Je dois reconnaitre ma surprise initiale quand j’ai appris que c’était le parquet de lutte contre le terrorisme qui avait été chargé de l’enquête sur les violences dirigées contre les prisons de plusieurs villes ces jours derniers. Ma méfiance était alors renforcée par des hypothèses d’une piste d’ultragauche, que rien ne venait étayer sérieusement, mais qui pourrait arranger les thèses des ministres tentés par un rapprochement avec le Rassemblement national. Nous nous rappelons encore « l’affaire de Tarnac » en 2008, quand la ministre de l’Intérieur de l’époque, Michèle Alliot-Marie, désignait Julien Coupat et son groupuscule anarchiste à la vindicte populaire comme responsables du sabotage de caténaires sur des lignes de la SNCF.
Une enquête bâclée et un procès plus tard, confirmé en appel et en cassation en 2018, aboutiront à l’abandon des charges de terrorisme.
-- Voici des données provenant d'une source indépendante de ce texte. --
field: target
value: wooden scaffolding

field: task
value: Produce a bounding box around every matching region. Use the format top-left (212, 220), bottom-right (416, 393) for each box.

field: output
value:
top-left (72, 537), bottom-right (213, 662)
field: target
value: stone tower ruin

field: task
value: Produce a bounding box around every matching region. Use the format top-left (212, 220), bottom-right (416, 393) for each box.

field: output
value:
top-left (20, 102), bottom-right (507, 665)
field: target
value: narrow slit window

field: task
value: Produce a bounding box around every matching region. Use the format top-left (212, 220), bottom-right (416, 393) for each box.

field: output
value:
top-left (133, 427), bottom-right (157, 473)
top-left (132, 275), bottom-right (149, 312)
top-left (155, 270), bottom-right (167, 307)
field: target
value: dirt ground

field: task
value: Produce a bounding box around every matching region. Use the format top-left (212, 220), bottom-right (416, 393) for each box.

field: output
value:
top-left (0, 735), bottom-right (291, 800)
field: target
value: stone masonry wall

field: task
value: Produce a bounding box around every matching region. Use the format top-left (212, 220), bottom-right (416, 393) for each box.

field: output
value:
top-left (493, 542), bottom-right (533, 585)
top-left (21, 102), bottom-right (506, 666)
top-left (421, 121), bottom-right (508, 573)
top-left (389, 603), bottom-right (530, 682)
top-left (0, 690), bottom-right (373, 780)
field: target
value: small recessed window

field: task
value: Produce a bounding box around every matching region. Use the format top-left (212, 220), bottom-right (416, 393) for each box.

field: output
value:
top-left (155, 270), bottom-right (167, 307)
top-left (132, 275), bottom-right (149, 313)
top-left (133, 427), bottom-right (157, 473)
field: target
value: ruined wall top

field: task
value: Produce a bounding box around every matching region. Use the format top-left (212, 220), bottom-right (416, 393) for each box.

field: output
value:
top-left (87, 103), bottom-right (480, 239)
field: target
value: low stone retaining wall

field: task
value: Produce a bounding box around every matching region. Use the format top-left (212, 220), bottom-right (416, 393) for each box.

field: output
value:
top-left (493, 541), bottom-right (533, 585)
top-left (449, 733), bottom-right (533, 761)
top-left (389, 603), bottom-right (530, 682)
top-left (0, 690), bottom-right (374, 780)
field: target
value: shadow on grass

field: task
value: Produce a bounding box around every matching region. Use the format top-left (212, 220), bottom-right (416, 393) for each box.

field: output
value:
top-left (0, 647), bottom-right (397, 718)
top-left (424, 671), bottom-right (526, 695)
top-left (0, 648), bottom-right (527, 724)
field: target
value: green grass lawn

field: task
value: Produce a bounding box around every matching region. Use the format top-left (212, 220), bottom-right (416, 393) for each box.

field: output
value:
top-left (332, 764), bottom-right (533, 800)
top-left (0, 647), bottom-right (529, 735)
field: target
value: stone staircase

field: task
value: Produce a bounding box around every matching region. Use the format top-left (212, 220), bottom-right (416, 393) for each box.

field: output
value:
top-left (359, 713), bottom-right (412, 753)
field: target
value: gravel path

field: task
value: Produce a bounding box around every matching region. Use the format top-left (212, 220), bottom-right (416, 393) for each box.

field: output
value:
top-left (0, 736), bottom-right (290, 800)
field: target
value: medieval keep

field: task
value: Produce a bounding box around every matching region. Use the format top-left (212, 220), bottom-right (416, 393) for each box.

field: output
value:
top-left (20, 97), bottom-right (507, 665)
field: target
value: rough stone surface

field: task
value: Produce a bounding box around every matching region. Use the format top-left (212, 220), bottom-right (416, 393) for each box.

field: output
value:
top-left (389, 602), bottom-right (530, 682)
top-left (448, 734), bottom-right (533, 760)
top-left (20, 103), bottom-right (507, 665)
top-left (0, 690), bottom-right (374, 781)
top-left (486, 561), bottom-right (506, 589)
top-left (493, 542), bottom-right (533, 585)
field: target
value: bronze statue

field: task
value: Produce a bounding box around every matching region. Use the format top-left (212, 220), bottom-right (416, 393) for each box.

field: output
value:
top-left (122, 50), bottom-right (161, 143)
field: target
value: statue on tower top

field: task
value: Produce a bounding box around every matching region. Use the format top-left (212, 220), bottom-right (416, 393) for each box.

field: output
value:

Ce chef d’inculpation a depuis été invoqué à de nombreuses reprises, et le plus souvent à raison. Il permet des dérogations au droit courant, comme la prolongation d’une garde à vue, par exemple, et il est donc tentant de le retenir. Le gouvernement algérien a utilisé l’accusation d’acte terroriste ou subversif pour discréditer l’écrivain franco-algérien Boualem Sensal, détenu depuis novembre 2024 et condamné récemment pour avoir mis en danger « la Sureté de l’état, l’intégrité du territoire, la stabilité et le fonctionnement normal des institutions » par ses paroles et ses écrits. Cette dérive incite à clarifier le concept même de terrorisme, qui, comme son nom l’indique, vise à effrayer tout ou partie de la population pour des motifs idéologiques. En France, le terrorisme est fréquemment associé à l’islamisme radical, et il a pu s’appuyer parfois sur des pratiques religieuses et politiques visant à terroriser les populations par des attentats.
Évidemment, incendier des véhicules ou tirer sur des portes de prison à la Kalachnikov menace spécifiquement le personnel pénitentiaire, qui craint légitimement pour sa vie. Une riposte des narcotrafiquants menacés d’un régime plus sévère de détention fait partie des hypothèses crédibles à ce stade de l’enquête, et probablement plus vraisemblables qu’un supposé terrorisme. On en saura peut-être davantage lorsque les investigations seront plus avancées autour du groupe qui a signé les actes de violence du sigle DDPF, qui serait l’acronyme de « défense des droits des prisonniers français » qui a été tagué sur les murs des prisons concernées. Cette organisation a fait une apparition récente sur les réseaux sociaux et en particulier la chaine cryptée Telegram. On ignore encore si ce groupe est structuré et s’il représente une fraction significative de personnes actives. Il est pris au sérieux par les personnes visées, au premier chef, les surveillants, qui se sentent très vulnérables. Selon le syndicat FO justice, il s’agit là « d’une tentative d’intimidation inquiétante visant l’état ». En tenant compte des flambées de violence et les mutineries qui se produisent à intervalles réguliers, je ne suis pas loin de partager son constat.